June 3, 2008

Parenting Terminology

There is a whole set of terminology that you’re going to have to learn if you’re gonna be a parent.

Here are just a few of the words and phrases you should learn:

Babisinki Syndrome: Helsinki syndrome is when a hostage begins to develop positive associations with the hostage-taker. Babisinki Syndrome is a similar phenomena that occurs with children that is best illustrated by example:

You’re home alone with your 22-month old. She wants ice cream. You say no. She shrieks “EYE-ZZZZZ KEEEEEEM!!!! EYE-ZZZZZ KEEEEEEM!!!!!” You say “no.” Repeat exchange four times. Your 22 month old then whips herself onto the floor crying and screaming. You walk away. 60 seconds pass. Seeking comfort from her crying, your 22 month old runs to you – the tormentor - seeking to be picked up and cuddled: Babisinki syndrome.

Daylight Savings Time. Multiple definitions. 1. (fall) A time change system designed to ensure that children wake their parents up at 6 a.m. on the weekends instead of 7 a.m. 2. (spring). A time change system designed to ensure that children do not go to bed at a reasonable hour.

Helium Balloon Storage Unit: The part of your house with a vaulted ceiling.

Kid Latin. When your children start using rhyming words because they are banned from using a naughty word. For example, after banning the word “poop” from our dinner table, our children began calling each other “soop.”

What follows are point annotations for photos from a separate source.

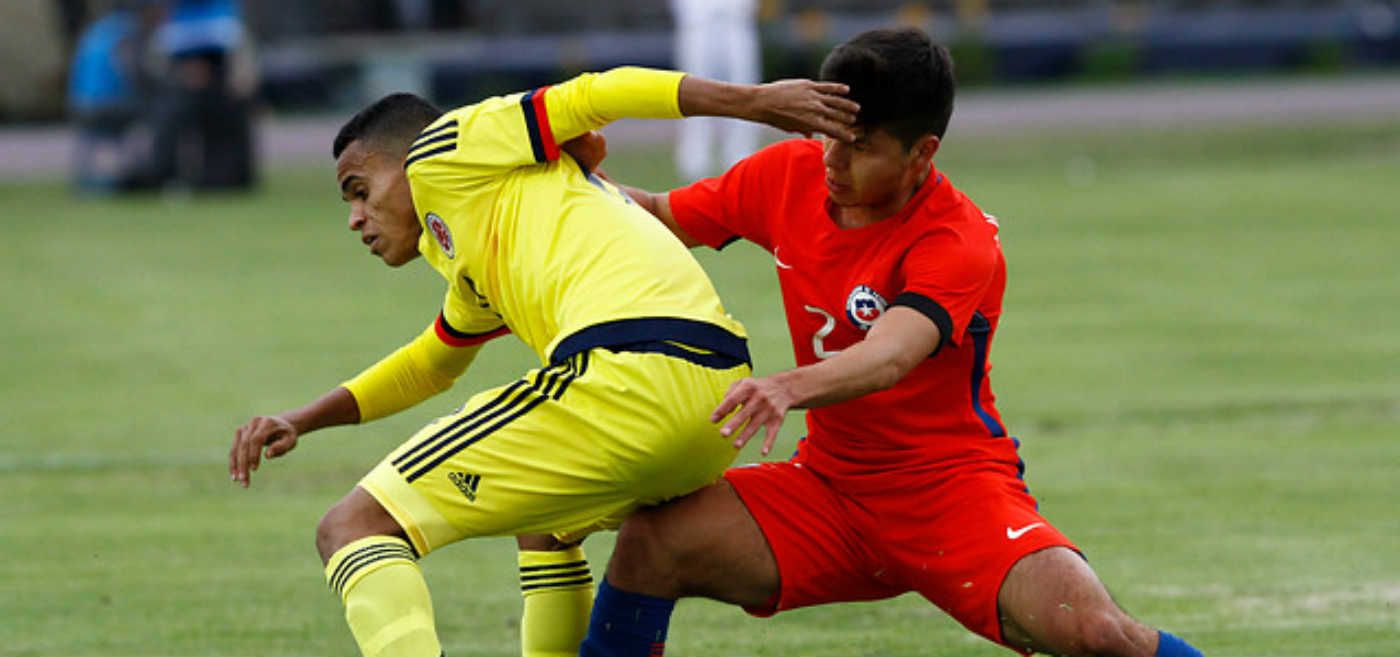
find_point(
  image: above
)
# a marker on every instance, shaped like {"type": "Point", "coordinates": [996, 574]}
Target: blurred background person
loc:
{"type": "Point", "coordinates": [717, 39]}
{"type": "Point", "coordinates": [107, 86]}
{"type": "Point", "coordinates": [202, 118]}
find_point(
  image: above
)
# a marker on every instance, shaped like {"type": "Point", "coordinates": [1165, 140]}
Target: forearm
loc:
{"type": "Point", "coordinates": [416, 371]}
{"type": "Point", "coordinates": [702, 97]}
{"type": "Point", "coordinates": [899, 341]}
{"type": "Point", "coordinates": [333, 408]}
{"type": "Point", "coordinates": [856, 371]}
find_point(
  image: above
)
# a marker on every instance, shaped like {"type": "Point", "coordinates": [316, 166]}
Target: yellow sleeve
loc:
{"type": "Point", "coordinates": [413, 373]}
{"type": "Point", "coordinates": [524, 129]}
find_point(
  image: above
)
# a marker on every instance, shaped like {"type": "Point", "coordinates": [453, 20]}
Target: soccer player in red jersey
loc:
{"type": "Point", "coordinates": [907, 479]}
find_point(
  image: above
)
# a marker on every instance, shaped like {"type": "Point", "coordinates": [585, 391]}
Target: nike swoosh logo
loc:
{"type": "Point", "coordinates": [781, 265]}
{"type": "Point", "coordinates": [1015, 534]}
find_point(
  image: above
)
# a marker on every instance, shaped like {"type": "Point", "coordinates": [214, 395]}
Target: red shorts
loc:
{"type": "Point", "coordinates": [951, 537]}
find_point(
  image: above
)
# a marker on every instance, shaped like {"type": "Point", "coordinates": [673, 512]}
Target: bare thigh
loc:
{"type": "Point", "coordinates": [704, 544]}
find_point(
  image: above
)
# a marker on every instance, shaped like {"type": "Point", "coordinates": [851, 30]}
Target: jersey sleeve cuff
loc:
{"type": "Point", "coordinates": [933, 311]}
{"type": "Point", "coordinates": [455, 338]}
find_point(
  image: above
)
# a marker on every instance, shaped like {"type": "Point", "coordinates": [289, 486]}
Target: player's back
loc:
{"type": "Point", "coordinates": [574, 251]}
{"type": "Point", "coordinates": [545, 247]}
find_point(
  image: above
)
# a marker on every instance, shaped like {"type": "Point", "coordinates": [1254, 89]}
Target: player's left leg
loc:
{"type": "Point", "coordinates": [1053, 603]}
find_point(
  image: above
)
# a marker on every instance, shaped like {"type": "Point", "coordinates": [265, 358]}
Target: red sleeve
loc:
{"type": "Point", "coordinates": [947, 276]}
{"type": "Point", "coordinates": [738, 203]}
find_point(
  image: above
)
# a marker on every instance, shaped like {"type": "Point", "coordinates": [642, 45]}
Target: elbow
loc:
{"type": "Point", "coordinates": [889, 374]}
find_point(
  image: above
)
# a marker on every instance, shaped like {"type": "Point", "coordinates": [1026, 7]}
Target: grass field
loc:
{"type": "Point", "coordinates": [1200, 353]}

Do you have any idea if you’re supposed to punish your son for telling his sister that “she likes to eat soup?” Me neither. Which means he ended up in the corner.

Kiddisonification: When your toddler enters the phrase where they name all inanimate objects. For example, in early 2003, our daughter nicknamed two of the washcloths in the bathtub "Sadaam" and "Starburst.”

Primogeniseat: The seat in your car in the backseat behind the passenger seat. If you want to know which kid is a mother’s favorite, check who is sitting in this seat. From the driver’s seat, you can see the kid in this seat and chat with them while driving. You can hand them snacks. If they drop something you can reach the floor beneath that seat whereas you can’t reach the floor in the seat behind you very easily without being double jointed.

The seat behind you? If you put your favorite kid in the seat behind their kicking of the seat will quickly make them your not-favorite kid.

In child abuse cultures, this seat is known as the Slap Seat.

Pump and Dump: When a mother who is breastfeeding goes out for a night on the town and consumes some adult beverages and then, in order to not poison her child, pumps out the breastmilk and dumps it out on the street for the hoodlums to get at it.

Soft Serve: A description for what young kids’ poop looks like in potty-training books. In real life, it will actually look like this twice annually. You may be tempted to take a picture, but you should not.

1 comment:

Anonymous said...

Did you just make a list of sniglets?